Hey guys, I have recently been working on a project and it requires 2" dowels to be cut. They are 7/8" in diameter and I am cutting with a table saw. I have made cuts on my table saw before without any problems at all. My problem is when I cut the dowels, they almost always kick back and fly yards away from the table saw. If you guys could give me some suggestions and such on how to cut these in a much safer manner, I would really appreciate it. Thanks.


----------



## rusty baker (Jun 14, 2008)

Using a table saw for that is too dangerous. I have cut them with a band saw and scroll saw, but I would never cut them with a table saw.


----------



## eloko (Jun 12, 2009)

Yeah I can see why, so its best if I use a bandsaw?


----------



## eloko (Jun 12, 2009)

Hey guys, I really need these dowel rods cut, please help me out. Thanks.


----------



## woodnthings (Jan 24, 2009)

*Make a jig for your TS*

Take a 2x8 about 18" long and set your blade to 45 degrees tilt. Make a V groove with 2 passes and a flip closer to one edge than the other. This will cradle the dowel. Saw only part way through the 2x8 piece so you know where the saw cut is and can use that to measure from and so you don't end up with a free piece of dowel flying around. I'm assuming you don't have a bandsaw here. :thumbsup: bill


----------



## eloko (Jun 12, 2009)

Thanks a lot for your help! I am not quite sure if I fully understand though. So to cut the rod I would place it in the v-groove and cut completley through jig? I am sorry, im fairly new to all this. Thanks again!


----------



## woodnthings (Jan 24, 2009)

*No, you would just saw up your jig.*

That's why I said use a 2x8 so there would be enough stock to cut the dowel but not the jig all the way through. And why I said to put the groove close to one edge, not right in the middle. Leave enough room to cut the dowel off, and not destroy the jig, Follow?:smile: bill
If you are really stuck I'll go make one and post a photo.


----------



## Jordy3738 (Jan 12, 2009)

It sounds like you should be wearing an armored suit for protection and safety. 

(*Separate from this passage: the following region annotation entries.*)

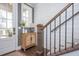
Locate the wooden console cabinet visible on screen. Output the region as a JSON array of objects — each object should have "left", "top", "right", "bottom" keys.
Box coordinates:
[{"left": 21, "top": 32, "right": 36, "bottom": 51}]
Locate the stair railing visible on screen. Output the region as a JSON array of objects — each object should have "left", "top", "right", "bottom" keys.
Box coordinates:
[{"left": 43, "top": 3, "right": 79, "bottom": 55}]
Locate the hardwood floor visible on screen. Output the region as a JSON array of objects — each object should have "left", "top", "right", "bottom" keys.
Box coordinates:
[{"left": 3, "top": 47, "right": 38, "bottom": 56}]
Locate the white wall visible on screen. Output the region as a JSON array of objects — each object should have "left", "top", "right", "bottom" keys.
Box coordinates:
[
  {"left": 34, "top": 3, "right": 67, "bottom": 24},
  {"left": 34, "top": 3, "right": 79, "bottom": 53}
]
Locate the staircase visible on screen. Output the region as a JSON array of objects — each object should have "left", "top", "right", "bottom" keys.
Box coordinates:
[{"left": 43, "top": 3, "right": 79, "bottom": 56}]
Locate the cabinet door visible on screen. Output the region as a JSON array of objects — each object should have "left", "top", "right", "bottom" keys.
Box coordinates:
[
  {"left": 26, "top": 35, "right": 31, "bottom": 46},
  {"left": 31, "top": 34, "right": 36, "bottom": 44}
]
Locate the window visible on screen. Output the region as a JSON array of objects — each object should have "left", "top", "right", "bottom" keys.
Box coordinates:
[
  {"left": 22, "top": 4, "right": 32, "bottom": 27},
  {"left": 0, "top": 3, "right": 13, "bottom": 38}
]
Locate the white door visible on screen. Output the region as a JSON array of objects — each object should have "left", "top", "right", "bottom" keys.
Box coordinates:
[{"left": 0, "top": 3, "right": 16, "bottom": 55}]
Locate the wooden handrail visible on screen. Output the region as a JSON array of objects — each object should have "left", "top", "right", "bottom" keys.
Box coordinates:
[{"left": 43, "top": 3, "right": 73, "bottom": 29}]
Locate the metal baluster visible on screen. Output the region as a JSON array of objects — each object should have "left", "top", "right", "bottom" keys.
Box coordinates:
[
  {"left": 54, "top": 19, "right": 56, "bottom": 53},
  {"left": 46, "top": 27, "right": 47, "bottom": 56},
  {"left": 72, "top": 4, "right": 74, "bottom": 48},
  {"left": 65, "top": 10, "right": 67, "bottom": 50},
  {"left": 50, "top": 23, "right": 51, "bottom": 55},
  {"left": 59, "top": 15, "right": 61, "bottom": 52}
]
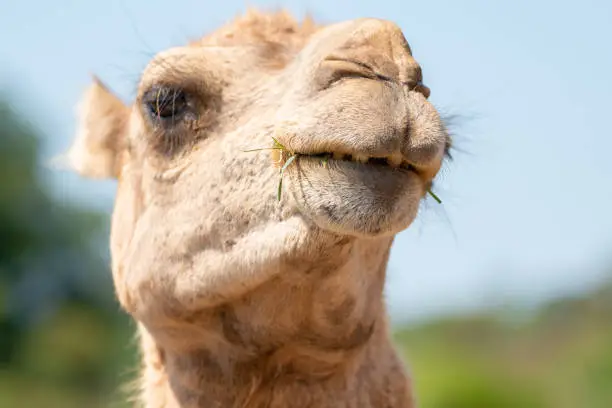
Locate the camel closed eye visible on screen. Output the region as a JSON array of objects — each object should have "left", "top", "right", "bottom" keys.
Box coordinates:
[{"left": 142, "top": 86, "right": 188, "bottom": 120}]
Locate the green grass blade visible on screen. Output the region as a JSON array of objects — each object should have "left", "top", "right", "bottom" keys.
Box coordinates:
[
  {"left": 272, "top": 136, "right": 287, "bottom": 150},
  {"left": 243, "top": 147, "right": 283, "bottom": 153},
  {"left": 276, "top": 175, "right": 283, "bottom": 201},
  {"left": 427, "top": 190, "right": 442, "bottom": 204},
  {"left": 281, "top": 154, "right": 297, "bottom": 174}
]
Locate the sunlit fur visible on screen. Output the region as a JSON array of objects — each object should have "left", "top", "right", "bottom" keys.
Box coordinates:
[{"left": 70, "top": 11, "right": 449, "bottom": 408}]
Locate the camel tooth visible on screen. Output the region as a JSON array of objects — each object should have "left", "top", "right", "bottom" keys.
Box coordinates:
[
  {"left": 387, "top": 154, "right": 402, "bottom": 167},
  {"left": 353, "top": 154, "right": 370, "bottom": 163}
]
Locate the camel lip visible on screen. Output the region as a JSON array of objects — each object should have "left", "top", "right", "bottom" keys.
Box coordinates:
[{"left": 283, "top": 152, "right": 419, "bottom": 174}]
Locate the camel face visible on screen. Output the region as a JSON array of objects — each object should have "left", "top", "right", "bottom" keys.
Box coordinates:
[
  {"left": 124, "top": 19, "right": 447, "bottom": 255},
  {"left": 69, "top": 13, "right": 450, "bottom": 407}
]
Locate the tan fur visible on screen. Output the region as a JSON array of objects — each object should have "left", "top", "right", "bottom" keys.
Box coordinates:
[{"left": 67, "top": 11, "right": 449, "bottom": 408}]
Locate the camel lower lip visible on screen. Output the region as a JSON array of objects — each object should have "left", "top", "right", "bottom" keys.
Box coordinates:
[
  {"left": 286, "top": 153, "right": 418, "bottom": 173},
  {"left": 286, "top": 155, "right": 423, "bottom": 237}
]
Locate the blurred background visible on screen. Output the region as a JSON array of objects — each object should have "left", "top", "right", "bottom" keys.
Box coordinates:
[{"left": 0, "top": 0, "right": 612, "bottom": 408}]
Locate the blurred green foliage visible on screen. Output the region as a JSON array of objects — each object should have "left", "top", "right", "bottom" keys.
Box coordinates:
[{"left": 0, "top": 92, "right": 612, "bottom": 408}]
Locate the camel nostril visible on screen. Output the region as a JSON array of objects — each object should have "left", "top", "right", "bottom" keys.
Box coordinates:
[{"left": 414, "top": 81, "right": 431, "bottom": 99}]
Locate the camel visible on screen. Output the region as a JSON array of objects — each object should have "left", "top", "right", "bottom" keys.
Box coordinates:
[{"left": 67, "top": 10, "right": 451, "bottom": 408}]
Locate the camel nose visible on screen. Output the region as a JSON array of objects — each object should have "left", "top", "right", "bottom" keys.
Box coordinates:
[{"left": 401, "top": 90, "right": 448, "bottom": 181}]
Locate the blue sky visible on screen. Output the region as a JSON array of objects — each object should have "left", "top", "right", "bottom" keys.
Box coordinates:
[{"left": 0, "top": 0, "right": 612, "bottom": 326}]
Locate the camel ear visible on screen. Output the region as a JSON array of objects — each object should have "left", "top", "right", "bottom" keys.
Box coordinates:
[{"left": 66, "top": 77, "right": 130, "bottom": 178}]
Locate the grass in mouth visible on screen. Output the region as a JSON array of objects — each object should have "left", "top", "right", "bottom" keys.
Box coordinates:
[{"left": 244, "top": 137, "right": 442, "bottom": 204}]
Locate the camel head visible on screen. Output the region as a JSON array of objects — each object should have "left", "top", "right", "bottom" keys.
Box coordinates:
[{"left": 64, "top": 12, "right": 450, "bottom": 406}]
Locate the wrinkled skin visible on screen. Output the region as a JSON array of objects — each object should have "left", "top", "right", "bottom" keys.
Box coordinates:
[{"left": 65, "top": 14, "right": 449, "bottom": 408}]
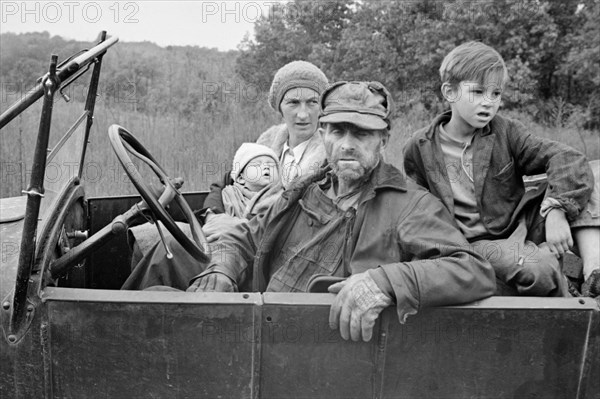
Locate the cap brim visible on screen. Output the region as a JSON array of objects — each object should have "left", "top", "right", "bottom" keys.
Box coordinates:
[{"left": 319, "top": 112, "right": 388, "bottom": 130}]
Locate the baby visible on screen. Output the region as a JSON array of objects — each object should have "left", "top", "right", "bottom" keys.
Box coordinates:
[{"left": 221, "top": 143, "right": 279, "bottom": 219}]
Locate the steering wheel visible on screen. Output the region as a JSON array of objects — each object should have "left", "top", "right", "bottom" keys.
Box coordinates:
[{"left": 108, "top": 125, "right": 210, "bottom": 262}]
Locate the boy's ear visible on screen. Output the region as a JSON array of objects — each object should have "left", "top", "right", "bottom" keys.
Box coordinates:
[{"left": 440, "top": 82, "right": 456, "bottom": 103}]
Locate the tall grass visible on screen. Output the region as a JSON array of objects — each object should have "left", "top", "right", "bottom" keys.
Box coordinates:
[{"left": 0, "top": 100, "right": 600, "bottom": 198}]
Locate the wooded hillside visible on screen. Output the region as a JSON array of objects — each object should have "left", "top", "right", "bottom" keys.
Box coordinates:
[{"left": 0, "top": 0, "right": 600, "bottom": 197}]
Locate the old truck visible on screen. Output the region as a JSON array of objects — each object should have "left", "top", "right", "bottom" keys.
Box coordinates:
[{"left": 0, "top": 33, "right": 600, "bottom": 399}]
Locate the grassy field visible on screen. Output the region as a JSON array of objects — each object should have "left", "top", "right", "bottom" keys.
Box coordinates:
[{"left": 0, "top": 100, "right": 600, "bottom": 198}]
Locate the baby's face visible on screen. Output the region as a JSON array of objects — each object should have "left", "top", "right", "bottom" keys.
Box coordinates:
[{"left": 240, "top": 155, "right": 279, "bottom": 191}]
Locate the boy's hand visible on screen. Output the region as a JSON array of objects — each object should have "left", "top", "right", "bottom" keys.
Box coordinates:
[{"left": 546, "top": 209, "right": 573, "bottom": 258}]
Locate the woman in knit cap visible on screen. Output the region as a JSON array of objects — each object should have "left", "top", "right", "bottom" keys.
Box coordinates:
[
  {"left": 122, "top": 61, "right": 328, "bottom": 289},
  {"left": 256, "top": 61, "right": 328, "bottom": 188},
  {"left": 203, "top": 61, "right": 329, "bottom": 242}
]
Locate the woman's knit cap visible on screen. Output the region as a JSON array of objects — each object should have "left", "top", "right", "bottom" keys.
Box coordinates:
[{"left": 269, "top": 61, "right": 329, "bottom": 111}]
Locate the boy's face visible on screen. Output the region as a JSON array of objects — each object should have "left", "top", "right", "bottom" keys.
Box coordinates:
[
  {"left": 237, "top": 155, "right": 279, "bottom": 191},
  {"left": 442, "top": 76, "right": 503, "bottom": 129}
]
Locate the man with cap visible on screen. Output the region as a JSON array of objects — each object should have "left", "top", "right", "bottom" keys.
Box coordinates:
[{"left": 188, "top": 82, "right": 495, "bottom": 341}]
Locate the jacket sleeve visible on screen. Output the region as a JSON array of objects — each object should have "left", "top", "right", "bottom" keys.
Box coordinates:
[
  {"left": 404, "top": 138, "right": 429, "bottom": 189},
  {"left": 378, "top": 193, "right": 496, "bottom": 323},
  {"left": 508, "top": 121, "right": 594, "bottom": 219},
  {"left": 203, "top": 172, "right": 233, "bottom": 213},
  {"left": 190, "top": 194, "right": 282, "bottom": 287}
]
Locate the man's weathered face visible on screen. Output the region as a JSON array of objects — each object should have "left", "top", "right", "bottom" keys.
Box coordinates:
[{"left": 320, "top": 123, "right": 388, "bottom": 181}]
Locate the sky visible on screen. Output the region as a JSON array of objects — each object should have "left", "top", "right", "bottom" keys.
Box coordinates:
[{"left": 0, "top": 0, "right": 280, "bottom": 51}]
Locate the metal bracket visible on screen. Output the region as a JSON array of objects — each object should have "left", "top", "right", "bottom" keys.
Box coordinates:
[{"left": 0, "top": 291, "right": 36, "bottom": 345}]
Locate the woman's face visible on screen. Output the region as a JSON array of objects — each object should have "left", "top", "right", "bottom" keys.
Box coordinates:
[{"left": 279, "top": 87, "right": 319, "bottom": 142}]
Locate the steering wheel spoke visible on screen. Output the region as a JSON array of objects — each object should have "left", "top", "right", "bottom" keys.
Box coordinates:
[{"left": 108, "top": 125, "right": 210, "bottom": 262}]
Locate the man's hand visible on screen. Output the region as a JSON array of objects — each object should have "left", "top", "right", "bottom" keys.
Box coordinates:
[
  {"left": 329, "top": 272, "right": 392, "bottom": 342},
  {"left": 546, "top": 208, "right": 573, "bottom": 258},
  {"left": 186, "top": 273, "right": 237, "bottom": 292},
  {"left": 202, "top": 212, "right": 244, "bottom": 244}
]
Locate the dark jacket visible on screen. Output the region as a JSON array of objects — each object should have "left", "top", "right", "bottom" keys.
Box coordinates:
[
  {"left": 197, "top": 163, "right": 495, "bottom": 321},
  {"left": 404, "top": 112, "right": 593, "bottom": 237}
]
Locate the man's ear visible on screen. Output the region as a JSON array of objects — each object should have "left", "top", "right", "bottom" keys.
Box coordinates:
[
  {"left": 379, "top": 130, "right": 390, "bottom": 152},
  {"left": 440, "top": 82, "right": 457, "bottom": 103}
]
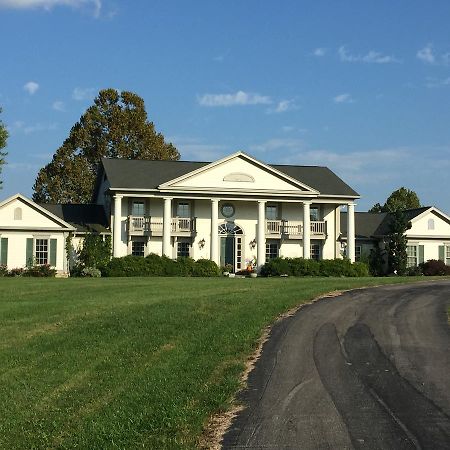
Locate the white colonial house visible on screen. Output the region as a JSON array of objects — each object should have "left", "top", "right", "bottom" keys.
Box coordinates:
[
  {"left": 0, "top": 194, "right": 110, "bottom": 275},
  {"left": 94, "top": 152, "right": 359, "bottom": 271},
  {"left": 342, "top": 206, "right": 450, "bottom": 267}
]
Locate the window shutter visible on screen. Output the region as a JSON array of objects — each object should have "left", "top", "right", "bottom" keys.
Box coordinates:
[
  {"left": 439, "top": 245, "right": 445, "bottom": 262},
  {"left": 25, "top": 238, "right": 33, "bottom": 267},
  {"left": 50, "top": 239, "right": 57, "bottom": 267},
  {"left": 0, "top": 238, "right": 8, "bottom": 266},
  {"left": 419, "top": 245, "right": 425, "bottom": 264}
]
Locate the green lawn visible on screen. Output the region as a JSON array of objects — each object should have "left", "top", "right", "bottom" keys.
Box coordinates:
[{"left": 0, "top": 278, "right": 438, "bottom": 449}]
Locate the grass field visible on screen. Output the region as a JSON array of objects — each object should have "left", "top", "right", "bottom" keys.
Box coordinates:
[{"left": 0, "top": 278, "right": 440, "bottom": 449}]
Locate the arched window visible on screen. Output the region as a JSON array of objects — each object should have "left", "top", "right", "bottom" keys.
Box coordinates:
[
  {"left": 14, "top": 208, "right": 22, "bottom": 220},
  {"left": 219, "top": 222, "right": 244, "bottom": 234}
]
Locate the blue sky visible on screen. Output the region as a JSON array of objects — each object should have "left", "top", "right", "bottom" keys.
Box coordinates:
[{"left": 0, "top": 0, "right": 450, "bottom": 213}]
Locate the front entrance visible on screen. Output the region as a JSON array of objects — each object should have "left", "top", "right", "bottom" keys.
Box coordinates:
[{"left": 219, "top": 222, "right": 243, "bottom": 272}]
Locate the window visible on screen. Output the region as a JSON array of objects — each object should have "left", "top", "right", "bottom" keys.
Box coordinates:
[
  {"left": 34, "top": 239, "right": 48, "bottom": 264},
  {"left": 406, "top": 245, "right": 418, "bottom": 267},
  {"left": 131, "top": 241, "right": 145, "bottom": 256},
  {"left": 266, "top": 205, "right": 278, "bottom": 220},
  {"left": 310, "top": 244, "right": 320, "bottom": 261},
  {"left": 266, "top": 242, "right": 279, "bottom": 262},
  {"left": 177, "top": 242, "right": 191, "bottom": 257},
  {"left": 14, "top": 208, "right": 22, "bottom": 220},
  {"left": 309, "top": 206, "right": 320, "bottom": 222},
  {"left": 177, "top": 202, "right": 191, "bottom": 218},
  {"left": 131, "top": 202, "right": 145, "bottom": 216}
]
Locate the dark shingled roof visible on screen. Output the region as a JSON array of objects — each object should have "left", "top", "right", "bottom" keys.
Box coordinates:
[
  {"left": 102, "top": 158, "right": 359, "bottom": 197},
  {"left": 341, "top": 206, "right": 431, "bottom": 239},
  {"left": 39, "top": 203, "right": 109, "bottom": 233}
]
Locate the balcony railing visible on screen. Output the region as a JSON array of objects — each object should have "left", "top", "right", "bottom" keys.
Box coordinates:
[
  {"left": 266, "top": 220, "right": 326, "bottom": 237},
  {"left": 128, "top": 216, "right": 196, "bottom": 236}
]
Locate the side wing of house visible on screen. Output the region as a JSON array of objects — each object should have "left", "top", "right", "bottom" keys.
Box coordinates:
[
  {"left": 406, "top": 207, "right": 450, "bottom": 266},
  {"left": 0, "top": 194, "right": 74, "bottom": 274}
]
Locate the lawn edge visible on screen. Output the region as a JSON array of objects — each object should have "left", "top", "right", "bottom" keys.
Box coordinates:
[
  {"left": 199, "top": 285, "right": 346, "bottom": 450},
  {"left": 198, "top": 277, "right": 450, "bottom": 450}
]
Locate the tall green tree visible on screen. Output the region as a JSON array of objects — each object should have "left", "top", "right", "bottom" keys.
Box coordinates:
[
  {"left": 386, "top": 210, "right": 411, "bottom": 275},
  {"left": 33, "top": 89, "right": 180, "bottom": 203},
  {"left": 369, "top": 187, "right": 420, "bottom": 212},
  {"left": 0, "top": 108, "right": 8, "bottom": 189}
]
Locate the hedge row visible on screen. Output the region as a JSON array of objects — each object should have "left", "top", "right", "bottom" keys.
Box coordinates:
[
  {"left": 101, "top": 253, "right": 220, "bottom": 277},
  {"left": 261, "top": 258, "right": 369, "bottom": 277}
]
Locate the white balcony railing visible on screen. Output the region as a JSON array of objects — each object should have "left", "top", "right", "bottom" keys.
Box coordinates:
[
  {"left": 266, "top": 220, "right": 326, "bottom": 236},
  {"left": 128, "top": 216, "right": 195, "bottom": 235}
]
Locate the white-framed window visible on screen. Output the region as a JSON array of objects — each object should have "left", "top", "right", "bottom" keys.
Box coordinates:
[
  {"left": 131, "top": 200, "right": 145, "bottom": 217},
  {"left": 131, "top": 240, "right": 145, "bottom": 256},
  {"left": 177, "top": 241, "right": 191, "bottom": 258},
  {"left": 309, "top": 206, "right": 320, "bottom": 222},
  {"left": 310, "top": 242, "right": 320, "bottom": 261},
  {"left": 177, "top": 202, "right": 191, "bottom": 219},
  {"left": 355, "top": 245, "right": 362, "bottom": 261},
  {"left": 34, "top": 238, "right": 49, "bottom": 265},
  {"left": 266, "top": 205, "right": 278, "bottom": 220},
  {"left": 406, "top": 245, "right": 419, "bottom": 267},
  {"left": 266, "top": 241, "right": 280, "bottom": 262}
]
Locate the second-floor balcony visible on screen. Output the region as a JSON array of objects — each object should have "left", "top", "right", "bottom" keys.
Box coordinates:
[
  {"left": 266, "top": 220, "right": 327, "bottom": 239},
  {"left": 127, "top": 216, "right": 197, "bottom": 236}
]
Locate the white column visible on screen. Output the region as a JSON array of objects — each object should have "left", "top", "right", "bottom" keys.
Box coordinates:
[
  {"left": 303, "top": 202, "right": 311, "bottom": 259},
  {"left": 210, "top": 198, "right": 219, "bottom": 264},
  {"left": 162, "top": 197, "right": 172, "bottom": 258},
  {"left": 113, "top": 194, "right": 123, "bottom": 258},
  {"left": 347, "top": 203, "right": 355, "bottom": 262},
  {"left": 256, "top": 200, "right": 266, "bottom": 270}
]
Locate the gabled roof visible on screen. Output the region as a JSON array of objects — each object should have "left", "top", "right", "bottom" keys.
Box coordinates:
[
  {"left": 0, "top": 194, "right": 74, "bottom": 230},
  {"left": 40, "top": 203, "right": 109, "bottom": 233},
  {"left": 101, "top": 152, "right": 359, "bottom": 197},
  {"left": 341, "top": 206, "right": 450, "bottom": 239}
]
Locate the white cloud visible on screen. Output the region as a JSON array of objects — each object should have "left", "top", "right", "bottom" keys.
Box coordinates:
[
  {"left": 23, "top": 81, "right": 39, "bottom": 95},
  {"left": 0, "top": 0, "right": 102, "bottom": 17},
  {"left": 333, "top": 93, "right": 354, "bottom": 103},
  {"left": 72, "top": 87, "right": 95, "bottom": 101},
  {"left": 338, "top": 46, "right": 401, "bottom": 64},
  {"left": 52, "top": 100, "right": 66, "bottom": 111},
  {"left": 416, "top": 44, "right": 436, "bottom": 64},
  {"left": 197, "top": 91, "right": 272, "bottom": 107},
  {"left": 313, "top": 48, "right": 327, "bottom": 56}
]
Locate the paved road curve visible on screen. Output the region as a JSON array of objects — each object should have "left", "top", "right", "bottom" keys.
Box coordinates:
[{"left": 223, "top": 281, "right": 450, "bottom": 450}]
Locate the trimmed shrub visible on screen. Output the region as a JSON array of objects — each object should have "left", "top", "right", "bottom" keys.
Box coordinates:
[
  {"left": 261, "top": 258, "right": 369, "bottom": 277},
  {"left": 419, "top": 259, "right": 450, "bottom": 276},
  {"left": 22, "top": 264, "right": 56, "bottom": 277}
]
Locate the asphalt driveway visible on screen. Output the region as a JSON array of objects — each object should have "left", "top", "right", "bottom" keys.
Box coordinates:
[{"left": 223, "top": 281, "right": 450, "bottom": 450}]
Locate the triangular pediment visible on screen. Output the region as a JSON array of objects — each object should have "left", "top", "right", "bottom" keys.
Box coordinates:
[
  {"left": 0, "top": 194, "right": 74, "bottom": 230},
  {"left": 159, "top": 152, "right": 318, "bottom": 195}
]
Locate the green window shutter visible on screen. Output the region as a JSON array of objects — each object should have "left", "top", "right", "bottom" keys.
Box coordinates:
[
  {"left": 439, "top": 245, "right": 445, "bottom": 261},
  {"left": 50, "top": 239, "right": 57, "bottom": 267},
  {"left": 0, "top": 238, "right": 8, "bottom": 266},
  {"left": 419, "top": 245, "right": 425, "bottom": 264},
  {"left": 25, "top": 238, "right": 34, "bottom": 267}
]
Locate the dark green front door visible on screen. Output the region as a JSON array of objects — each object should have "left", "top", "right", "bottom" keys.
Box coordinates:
[{"left": 220, "top": 236, "right": 234, "bottom": 271}]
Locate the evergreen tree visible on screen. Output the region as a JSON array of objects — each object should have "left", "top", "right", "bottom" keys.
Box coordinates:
[
  {"left": 33, "top": 89, "right": 180, "bottom": 203},
  {"left": 0, "top": 108, "right": 8, "bottom": 189}
]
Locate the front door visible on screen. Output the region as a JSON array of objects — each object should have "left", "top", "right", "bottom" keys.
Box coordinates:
[{"left": 220, "top": 236, "right": 235, "bottom": 271}]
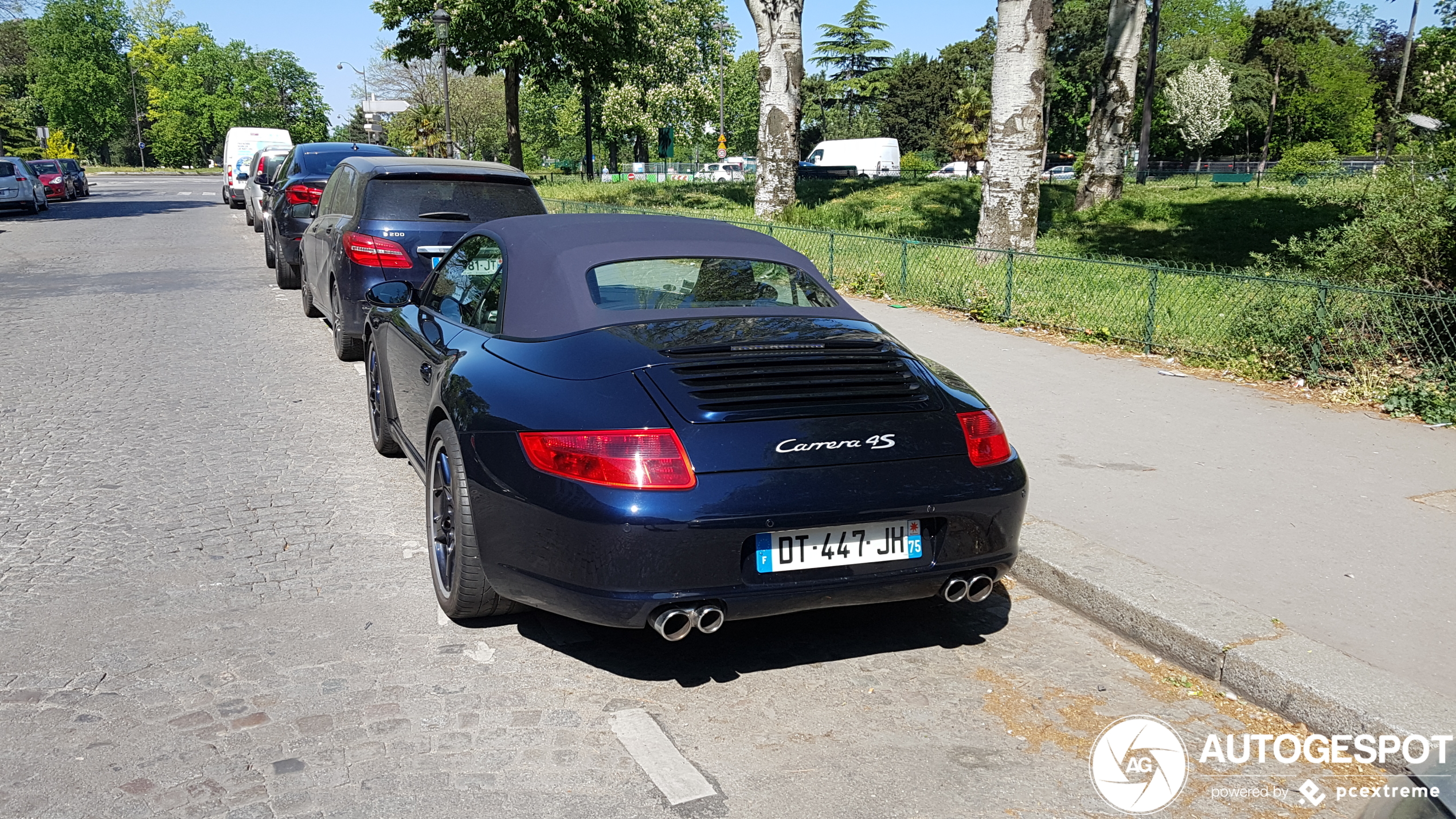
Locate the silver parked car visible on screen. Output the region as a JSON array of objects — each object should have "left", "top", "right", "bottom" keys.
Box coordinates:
[
  {"left": 243, "top": 148, "right": 288, "bottom": 233},
  {"left": 0, "top": 156, "right": 51, "bottom": 214}
]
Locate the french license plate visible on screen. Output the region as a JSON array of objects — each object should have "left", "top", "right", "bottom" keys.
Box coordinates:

Put a block underneath the table saw fence so that it is angled upward. This way you can us it as a guide but the dowel rod won't be able to bind after it is cut because the fence is angled out of the way.

Set your fence 1 1/2" bigger and use an inch and a half spacer that does not extended to the saw blade. The spacer acts as a guide to get the dimension correct but because it stops short of the saw blade there will be nothing for the dowel ti bind against.


----------



## eloko (Jun 12, 2009)

Alright thanks guys! And Bill I think I get it now.


----------



## cabinetman (Jul 5, 2007)

Another way to do this is to cut a 3/4" by 3" high strip of wood long enough to seat on the miter gauge and go past the blade. Measure off 2" to the saw blade and make a nick cut, with the blade about 1" high. Tack a stop on the end to stop the dowel.

Clamp the standing strip to the miter gauge lining up the nick with the blade. Set the dowel against the end stop and hold tightly to the strip. The blade will pass through enough to cut the dowel, and the cutoff won't go flying back.


----------



## ACP (Jan 24, 2009)

Got a band saw or miter saw? I cut my thin dowels on the bandsaw, my thicker ones are on the miter saw with sandpaper on the fence to hold it in place. Works well.


----------



## GeorgeC (Jul 30, 2008)

I usually just cut dowels with a handsaw. I guess if you have a few dozen to do then a power tool would be good.

G


----------



## Gerry KIERNAN (Apr 20, 2007)

I have had good luck by not using the fence. I make a mark on the saw table for the length I want, and put the dowel against the miter gauge. I set the blade a little higher than half the thickness of the dowel. As I pass the dowell over the blade I rotate it so that it is cut completely through. 

Gerry


----------